Fun heritage anecdote: I have a biography of one of my earliest ancestors to immigrate to the U.S. He came from Glasgow, Scotland. The great violinist Paganini was traveling through town when his carriage broke down. When the townspeople learned who he was, they wanted to hear him play. They refused to fix his carriage until he had played them a concert. My ancestor wrote a short review of this in the newspaper. What a neat experience it was for me to read that biography while the orchestra was on tour in Scotland several years ago. I even got to see a park where my ancestor, John Lyon, had played as a child.
A few years ago the orchestra toured also in Copenhagen, Denmark. For me the experience was profound. I knew I had lots of ancestors who had come from Denmark, but I was unprepared for the kinship I felt toward the people of that country. When I got off the plane, it was as if I had stepped right into a family reunion. So many young men looked like me. So many girls in the pastry shops resembled my sisters. I felt like I was one of them, like I was home. I wanted to take the feeling back to Minnesota. Knowing that was not possible, I did the best I could and brought home as much Danish pastry as I could carry. I look forward to returning someday to research and explore more.
Robert Anderson | Bass
Country of origin: Grandparents from Skåne, Sweden
When did you first start learning the bass? Age 14. I played the violin and tuba before that.
When did you move to Minnesota? In 1974, to join the Minnesota Orchestra.
How has your heritage influenced your artistry? My mother played and taught violin and piano.
Fun heritage fact: My paternal grandparents were from Sweden. They settled in Boston, where there was a large Swedish community.
R. Douglas Wright | Principal Trombone
Country of origin: Ancestors from England
When did you first start learning the trombone? I started playing the baritone horn, which is kind of like a baby tuba, in the 5th grade. I originally wanted to be a drummer, but there were already too many of them in the band. The band director had an extra baritone horn, so I decided to play that because more than anything, I just wanted to play in the band. In 7th grade, my band director had me switch over to trombone (probably because I had arms long enough to play it) and it has stuck with me ever since.
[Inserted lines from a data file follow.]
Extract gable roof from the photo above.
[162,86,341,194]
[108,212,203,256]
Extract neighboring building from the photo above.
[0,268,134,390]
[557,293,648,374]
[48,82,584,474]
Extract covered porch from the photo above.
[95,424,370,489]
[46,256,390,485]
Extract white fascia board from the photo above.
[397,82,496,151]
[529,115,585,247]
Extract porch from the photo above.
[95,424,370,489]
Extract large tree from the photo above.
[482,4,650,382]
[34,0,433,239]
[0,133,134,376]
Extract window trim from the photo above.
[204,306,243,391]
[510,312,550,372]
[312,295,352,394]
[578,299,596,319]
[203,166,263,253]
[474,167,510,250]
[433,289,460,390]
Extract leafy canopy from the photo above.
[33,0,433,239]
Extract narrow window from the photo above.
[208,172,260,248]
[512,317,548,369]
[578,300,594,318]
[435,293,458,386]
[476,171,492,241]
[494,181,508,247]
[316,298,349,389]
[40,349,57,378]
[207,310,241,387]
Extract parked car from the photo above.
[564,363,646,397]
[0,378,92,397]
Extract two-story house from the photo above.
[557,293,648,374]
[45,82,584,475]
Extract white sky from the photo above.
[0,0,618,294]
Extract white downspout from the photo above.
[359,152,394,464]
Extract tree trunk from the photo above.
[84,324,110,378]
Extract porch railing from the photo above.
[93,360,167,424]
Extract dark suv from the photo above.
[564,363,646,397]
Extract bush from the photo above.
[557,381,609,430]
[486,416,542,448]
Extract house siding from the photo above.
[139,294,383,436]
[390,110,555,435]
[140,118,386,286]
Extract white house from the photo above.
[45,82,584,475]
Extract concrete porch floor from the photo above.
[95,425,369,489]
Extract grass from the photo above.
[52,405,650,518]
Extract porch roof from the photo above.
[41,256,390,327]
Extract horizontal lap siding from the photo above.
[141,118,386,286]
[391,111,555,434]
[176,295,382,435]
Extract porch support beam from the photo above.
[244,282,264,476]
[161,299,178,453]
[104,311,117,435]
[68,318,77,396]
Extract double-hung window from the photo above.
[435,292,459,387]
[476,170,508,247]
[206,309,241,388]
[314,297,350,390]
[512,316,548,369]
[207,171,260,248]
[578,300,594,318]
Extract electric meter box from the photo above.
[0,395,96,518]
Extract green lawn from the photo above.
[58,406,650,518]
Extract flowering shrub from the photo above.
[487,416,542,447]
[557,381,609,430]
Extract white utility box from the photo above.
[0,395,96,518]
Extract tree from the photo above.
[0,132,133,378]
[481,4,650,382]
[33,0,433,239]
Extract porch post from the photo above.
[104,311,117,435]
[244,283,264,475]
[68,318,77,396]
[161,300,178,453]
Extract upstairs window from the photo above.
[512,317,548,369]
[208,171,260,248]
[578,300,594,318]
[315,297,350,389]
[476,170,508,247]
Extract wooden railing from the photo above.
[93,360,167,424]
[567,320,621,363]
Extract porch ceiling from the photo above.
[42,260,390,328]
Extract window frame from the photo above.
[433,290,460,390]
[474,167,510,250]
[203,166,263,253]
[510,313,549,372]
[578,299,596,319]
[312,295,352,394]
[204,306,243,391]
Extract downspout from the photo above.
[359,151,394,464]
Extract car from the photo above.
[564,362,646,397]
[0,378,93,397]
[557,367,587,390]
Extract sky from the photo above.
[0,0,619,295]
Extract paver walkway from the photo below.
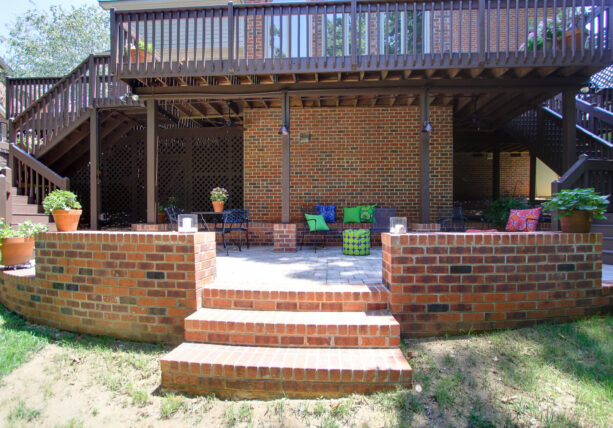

When did you move to Minnesota? My wife and I moved to Minnesota in the fall of 1995 when I joined the Minnesota Orchestra.
What made you decide to move to Minnesota? Like many of my colleagues, it was the Orchestra that brought me to Minnesota. I grew up down south and was rather afraid of the Minnesota winters when we first moved here. But once I learned how to cross-country ski and tried some of the other fun outdoor activities that we have here (both in the winter and in the summer), I fell in love with the place. It’s been a wonderful place to raise our two kids.
How has your heritage influenced your artistry? I found out about my Mayflower roots only this year. Since I just found out about it, I wouldn’t say that it had a profound effect on my playing. However, brass playing is HUGE in England, so perhaps it kind of snuck in unbeknownst to me anyway.
Fun heritage fact: My mother has traced our family tree back to William Mullins, who was the 10th signer of the Mayflower Compact, meaning that he actually came over from England on the Mayflower. He is my great (x14) grandfather. He was a boot maker and came here to make and sell shoes. He did not survive here for long, but his daughter Priscilla did and she had 20 children with her husband, John Alden. I came from this line. William Mullins’ adult son stayed back in England and kept the shoe shop going back home. Mullins’ shoe shop is still in existence to this day in Surrey!